Selective active site placement in Lewis acid zeolites and implications for catalysis of oxygenated compounds

• Published in: Chemical science (Cambridge) Vol. 11; no. 37; pp. 1225 - 1235
• Main Authors: Rodríguez-Fernández, Aída, Di Iorio, John R, Paris, Cecilia, Boronat, Mercedes, Corma, Avelino, Román-Leshkov, Yuriy, Moliner, Manuel
• Format: Journal Article
• Language: English
• Published: Cambridge Royal Society of Chemistry 30.09.2020; The Royal Society of Chemistry
• Subjects: Acetonitrile; Catalysis; Chemical synthesis; Chemistry; Crystallography; Deuteration; Germanium; Grafting; Infrared spectroscopy; INORGANIC, ORGANIC, PHYSICAL, AND ANALYTICAL CHEMISTRY; Lewis acid; Low concentrations; NMR; Nuclear magnetic resonance; Silicon dioxide; Tin; Zeolites
• ISSN: 2041-6520; 2041-6539
• DOI: 10.1039/d0sc03809a

The selective incorporation of isolated framework Lewis acid sites at specific crystallographic positions in high-silica zeolites was achieved by applying a rationalized post-synthetic grafting methodology.
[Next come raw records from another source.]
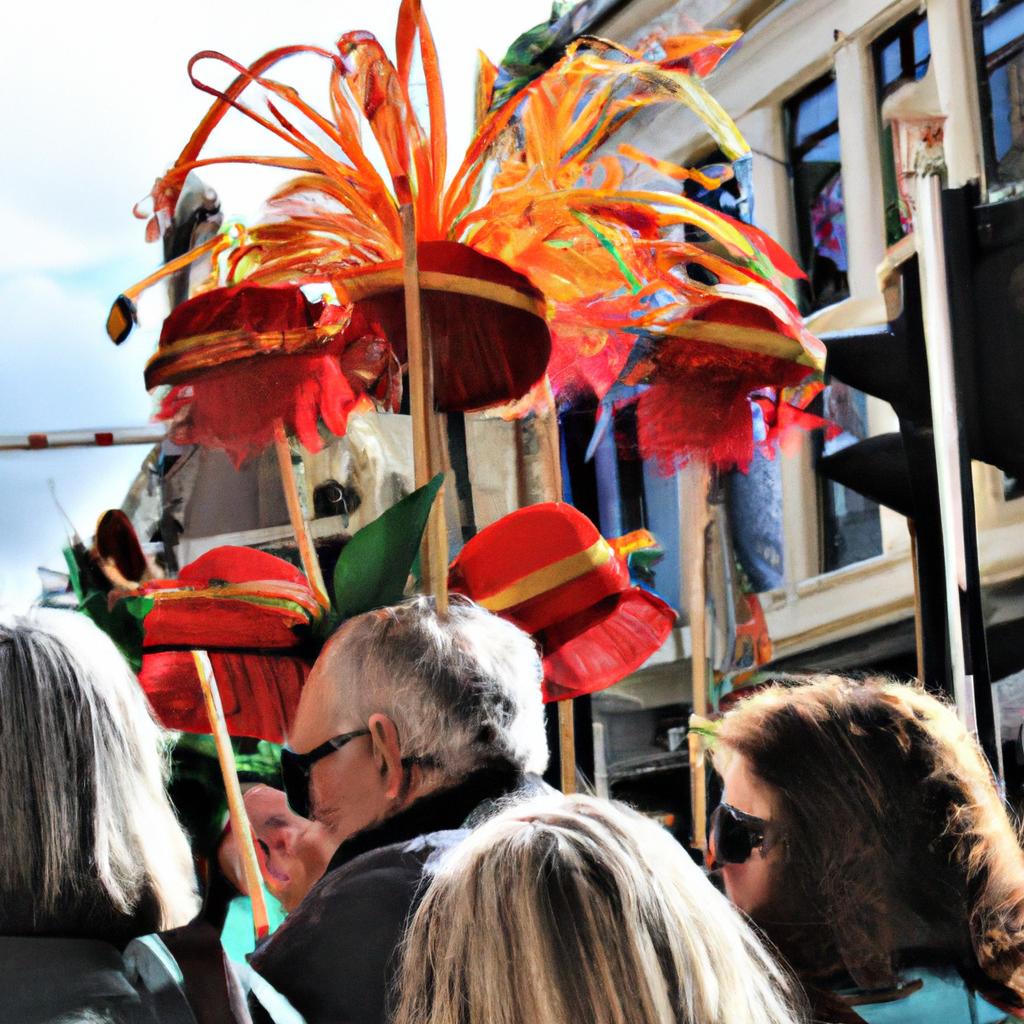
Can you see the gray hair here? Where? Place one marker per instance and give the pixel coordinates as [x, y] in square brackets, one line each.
[563, 909]
[91, 843]
[463, 690]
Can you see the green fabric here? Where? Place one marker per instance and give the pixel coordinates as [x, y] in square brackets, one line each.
[374, 566]
[123, 623]
[238, 936]
[197, 788]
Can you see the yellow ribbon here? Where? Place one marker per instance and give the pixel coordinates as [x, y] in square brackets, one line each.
[543, 580]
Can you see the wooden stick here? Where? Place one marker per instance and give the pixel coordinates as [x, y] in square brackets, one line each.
[566, 744]
[236, 805]
[919, 628]
[307, 552]
[694, 516]
[428, 458]
[547, 427]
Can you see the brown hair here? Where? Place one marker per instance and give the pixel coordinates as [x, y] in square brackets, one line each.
[894, 837]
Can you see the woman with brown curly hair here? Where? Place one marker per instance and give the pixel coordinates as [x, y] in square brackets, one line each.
[861, 829]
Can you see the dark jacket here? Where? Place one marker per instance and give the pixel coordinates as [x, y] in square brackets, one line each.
[45, 979]
[334, 955]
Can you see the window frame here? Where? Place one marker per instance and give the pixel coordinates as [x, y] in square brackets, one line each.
[983, 73]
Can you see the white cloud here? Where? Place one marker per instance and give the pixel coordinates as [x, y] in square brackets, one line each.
[96, 105]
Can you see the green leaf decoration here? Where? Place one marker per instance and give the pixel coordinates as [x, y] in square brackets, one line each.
[74, 573]
[123, 623]
[375, 564]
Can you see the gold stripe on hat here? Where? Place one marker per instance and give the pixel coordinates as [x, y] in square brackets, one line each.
[367, 286]
[543, 580]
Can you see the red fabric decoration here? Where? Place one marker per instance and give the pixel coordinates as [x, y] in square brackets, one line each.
[598, 648]
[474, 365]
[259, 691]
[548, 569]
[233, 406]
[230, 597]
[697, 404]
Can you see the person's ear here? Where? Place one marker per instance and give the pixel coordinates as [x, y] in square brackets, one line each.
[387, 754]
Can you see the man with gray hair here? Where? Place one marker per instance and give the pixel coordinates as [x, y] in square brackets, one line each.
[411, 728]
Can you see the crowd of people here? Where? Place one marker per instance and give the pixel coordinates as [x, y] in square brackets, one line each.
[861, 864]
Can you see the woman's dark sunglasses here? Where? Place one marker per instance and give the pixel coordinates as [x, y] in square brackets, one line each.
[295, 769]
[734, 835]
The removal of framework Ge atoms from a Ge-BEC zeolite with low concentrations of Ge in the framework (Si/Ge ∼ 150) followed by grafting allows the synthesis of Sn-BEC zeolites with Sn atoms positionally biased into the double-4-ring (D4R) crystallographic positions of the BEC framework. Spectroscopic characterization using solid-state nuclear magnetic resonance (NMR) coupled with theoretical calculations revealed that Sn atoms preferentially form open Sn sites in the D4R of Sn-BEC. This observation was supported by IR spectra of adsorbed deuterated acetonitrile (CD 3 CN), a known titrant of Sn sites in zeolites. The catalytic implications of selective incorporation of open Sn sites in Sn-BEC were probed using the Meerwein-Ponndorf-Verley-Oppenauer (MPVO) reaction. Although the MPVO turnover rates normalized by the total number of open Sn sites were comparable on Sn-BEC and a conventional Sn-Beta catalyst synthesized in fluoride media (Sn-Beta(F)), Sn-BEC demonstrated higher per gram reaction rates because of its larger fraction of open sites compared to Sn-Beta(F). These results highlight the advantage of placing active sites in targeted locations within a zeolite structure. The methodology presented here to selectively place catalytic active sites via sacrificial heteroatoms, such as Ge, can be generalized for the design of many other tetrahedrally-coordinated metal-containing zeolites. The selective incorporation of isolated framework Lewis acid sites in specific crystallographic positions in high-silica zeolites was achieved successfully by applying a rationalized post-synthetic grafting methodology.